Una progettualità sviluppata dall’Associazione Cor et Amor, che coordina l’attuazione del Progetto Nazionale Costruiamo Gentilezza (www.costruiamogentilezza.org) e sostenuto dalla Regione Piemonte con il Bando 5 a favore degli Enti del Terzo Settore. L’iniziativa prevede, nel corso del 2022, di coinvolgere i Comuni partecipanti nell’attivare un Consiglio Comunale dei Ragazzi e delle Ragazze, coinvolgendo anche le scuole del territorio dove presenti e insieme ai giovani generare buone pratiche di gentilezza, a costo quasi 0, volte ad accrescere il benessere di tutti i cittadini, partendo dal dare una risposta ai bisogni della comunità.

I ragazzi saranno affiancati in questo percorso da tutor locali. A condividere buone pratiche di gentilezza innovative saranno anche gli studenti del Ciac, che proporranno ai diversi consigli comunali dei giovani, le proprie idee. I ragazzi coinvolgeranno le proprie comunità locali nel concretizzare le buone pratiche generate, è prevista una ricaduta per l’intero territorio. A partecipare all’attuazione del progetto anche il Consorzio in Rete, che metterà a disposizione la propria esperienza in ambito educativo, Aiga Ivrea e l’Associazione Camera Civile di Ivrea che si occuperanno della parte normativa relativa alla formazione dei CCR, Radio Spazio Ivrea che darà voce alle esperienze vissute dai giovani partecipanti e Volto (ente per il volontariato) che sosterrà il progetto con la propria consulenza tecnica.

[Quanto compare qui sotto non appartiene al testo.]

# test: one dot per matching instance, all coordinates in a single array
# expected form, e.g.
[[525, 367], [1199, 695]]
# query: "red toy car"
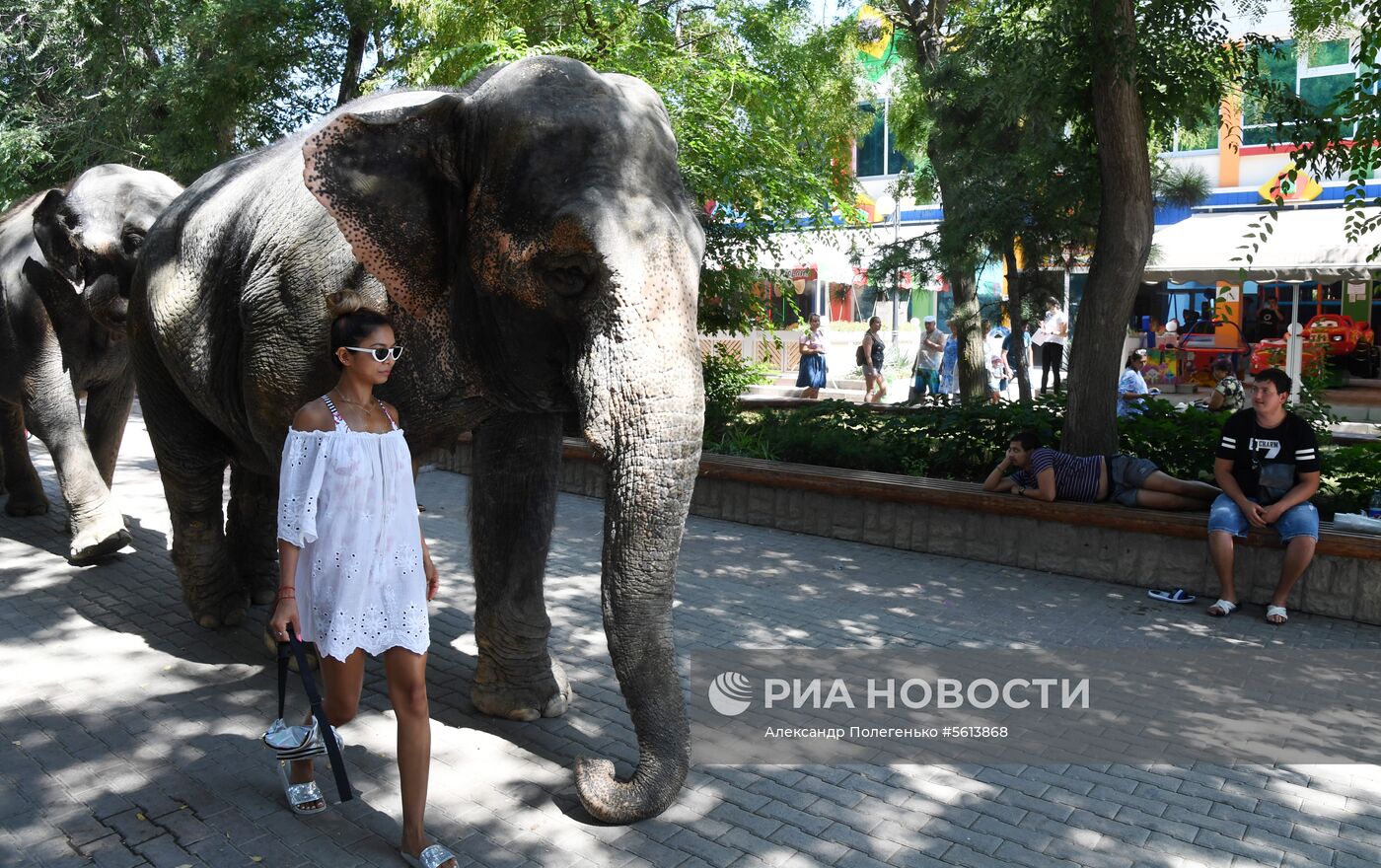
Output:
[[1340, 332], [1348, 339], [1272, 353]]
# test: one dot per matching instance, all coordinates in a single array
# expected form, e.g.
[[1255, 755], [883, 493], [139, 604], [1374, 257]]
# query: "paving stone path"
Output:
[[130, 734]]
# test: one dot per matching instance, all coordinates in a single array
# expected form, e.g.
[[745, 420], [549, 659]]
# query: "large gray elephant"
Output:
[[66, 258], [532, 239]]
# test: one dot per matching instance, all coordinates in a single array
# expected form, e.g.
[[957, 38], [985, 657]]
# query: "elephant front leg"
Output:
[[21, 480], [252, 533], [513, 504], [51, 413], [107, 414]]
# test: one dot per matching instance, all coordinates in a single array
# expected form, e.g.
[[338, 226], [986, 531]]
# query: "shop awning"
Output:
[[1307, 245]]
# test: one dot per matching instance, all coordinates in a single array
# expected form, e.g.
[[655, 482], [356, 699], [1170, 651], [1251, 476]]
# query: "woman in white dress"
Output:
[[355, 573]]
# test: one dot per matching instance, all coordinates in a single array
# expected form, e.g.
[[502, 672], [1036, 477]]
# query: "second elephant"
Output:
[[66, 258]]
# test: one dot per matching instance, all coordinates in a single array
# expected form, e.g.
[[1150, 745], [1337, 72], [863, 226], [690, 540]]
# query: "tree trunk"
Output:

Massimo Stellato, segretario dell’Associazione Cor et Amor e co-progettatore anticipa: «Questo progetto rappresenta una grande opportunità per fornire ai giovani degli strumenti pratici utili a dare risposte ai propri bisogni e a quelli della comunità. L’esperienza maturata sarà condivisa e diffusa nell’ambito del Progetto Nazionale Costruiamo Gentilezza, affinché altri Comuni ed enti possano beneficiarne. Ringraziamo tutti i sindaci e gli enti che ci hanno dato fiducia».